An "iron curtain," complained BBC commentator Terry Wogan to The Telegraph newspaper, "has descended over Eurovision."

For many fans of Eurovision, the simmering political controversies and nationalistic wrangling that accompany the contest are as much fun to watch as the over-the-top acts themselves. The voting bloc allegations have also provided excellent fodder for academics, who have devoted substantial energy to analyzing Eurovision results and what voting patterns say about culture, alliances, and the expanding idea of Europe.
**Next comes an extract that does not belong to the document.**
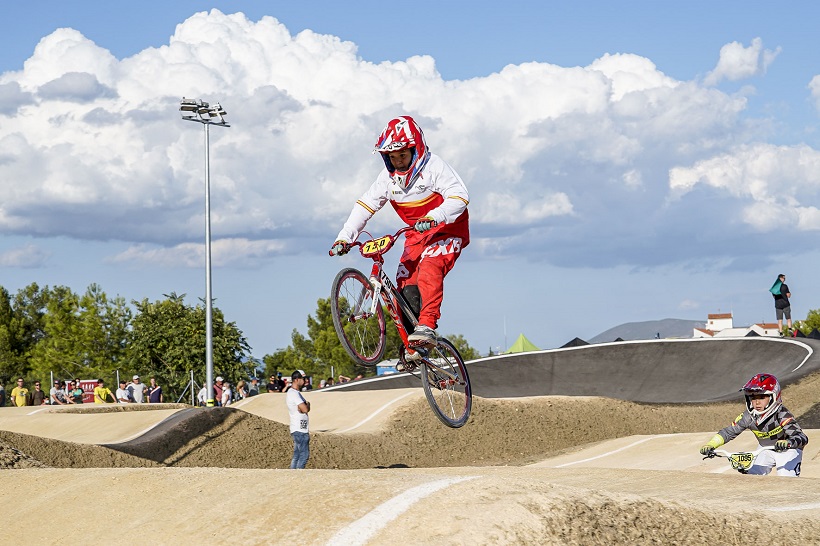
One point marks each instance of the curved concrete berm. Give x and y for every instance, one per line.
x=616, y=479
x=673, y=371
Viewers vote by phone or text message, but points are allocated on a national basis – similar to the US electoral system in presidential races.

Derek Gatherer, a data analyst who number-crunches Eurovision results as a hobby and has published papers on his results, says there are three main voting blocs in Eurovision: the Balkan Bloc, the Viking Empire, and the Warsaw Pact, as well as a number of smaller voting partnerships, such as an enduring friendship between Greece and Cyprus.
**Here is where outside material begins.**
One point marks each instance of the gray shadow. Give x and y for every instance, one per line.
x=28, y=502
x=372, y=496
He refutes other academics' claim that cultural factors explain the Eurovision voting trends.

"The argument against that is that the voting exchange is getting stronger," he says. "If it is the fact that people, for example, just happen to like Balkan sounding music, then the voting patterns wouldn't show they like those sounds more now than they did 10 years ago."

But Laura Spierdijk, an assistant professor of econometrics at the University of Groningen in The Netherlands and a Eurovision fan, disagrees. She and a colleague, Michel Vellekoop from the University of Twente's applied math department, also analyzed the data and say that regional preferences can be attributed to cultural similarities. In certain cases, they even found religious biases – Cyprus, for example, tends to award higher points to other Orthodox countries.
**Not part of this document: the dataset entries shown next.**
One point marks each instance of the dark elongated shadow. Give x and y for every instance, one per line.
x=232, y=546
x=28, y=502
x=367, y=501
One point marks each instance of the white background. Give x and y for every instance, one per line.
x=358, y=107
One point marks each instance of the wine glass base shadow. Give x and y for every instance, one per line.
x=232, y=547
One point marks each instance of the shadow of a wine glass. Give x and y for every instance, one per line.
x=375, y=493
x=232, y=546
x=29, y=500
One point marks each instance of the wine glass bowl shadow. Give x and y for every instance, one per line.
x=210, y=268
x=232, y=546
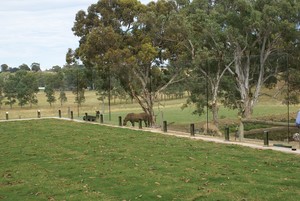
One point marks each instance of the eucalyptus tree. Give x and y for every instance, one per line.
x=24, y=67
x=211, y=55
x=35, y=67
x=4, y=67
x=9, y=89
x=127, y=39
x=261, y=28
x=26, y=88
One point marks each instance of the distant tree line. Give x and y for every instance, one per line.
x=20, y=87
x=225, y=51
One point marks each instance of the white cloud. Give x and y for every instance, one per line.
x=38, y=30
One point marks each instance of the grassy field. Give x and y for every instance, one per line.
x=65, y=160
x=169, y=110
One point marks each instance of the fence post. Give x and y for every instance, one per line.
x=165, y=129
x=266, y=138
x=192, y=129
x=241, y=130
x=101, y=118
x=120, y=121
x=226, y=133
"What we see is that people assign people points to their neighbors, but you can explain that by the fact that people prefer songs coming from a related culture and in a similar language," she says. "That's very natural human behavior."

The biggest surprise, she said, was that in some cases, such as in the Balkans, "apparently cultural similarities even outweigh old feelings of being enemies."

The former Yugo-slavia is a case in point. Serbia won last year in part because six of its neighbors – including several ravaged by war in the 1990s – gave it the maximum number of points: Bosnia, Croatia, Macedonia, Montenegro (which had just seceded from Serbia), Slovenia, and Hungary.

The current controversy over voting blocs isn't the first time allegations of foul play have been made in relation to Eurovision. A new documentary alleges that in 1968 Spanish dictator Francisco Franco bribed judges to ensure that Spain won.

This year, the Eurovision contest is caught in the middle of a fierce Serbian and European divide over Kosovo's newly declared independence. Serbia's entry evokes a historic battle in Kosovo in 1389.

Come Saturday, Dr. Gatherer and Dr. Spierdijk will be watching not only the acts themselves, but how countries will cast their votes. "A lot of people feel indignant about this, about the gamesmanship in this international contest." says Gatherer. "I think it's hilarious."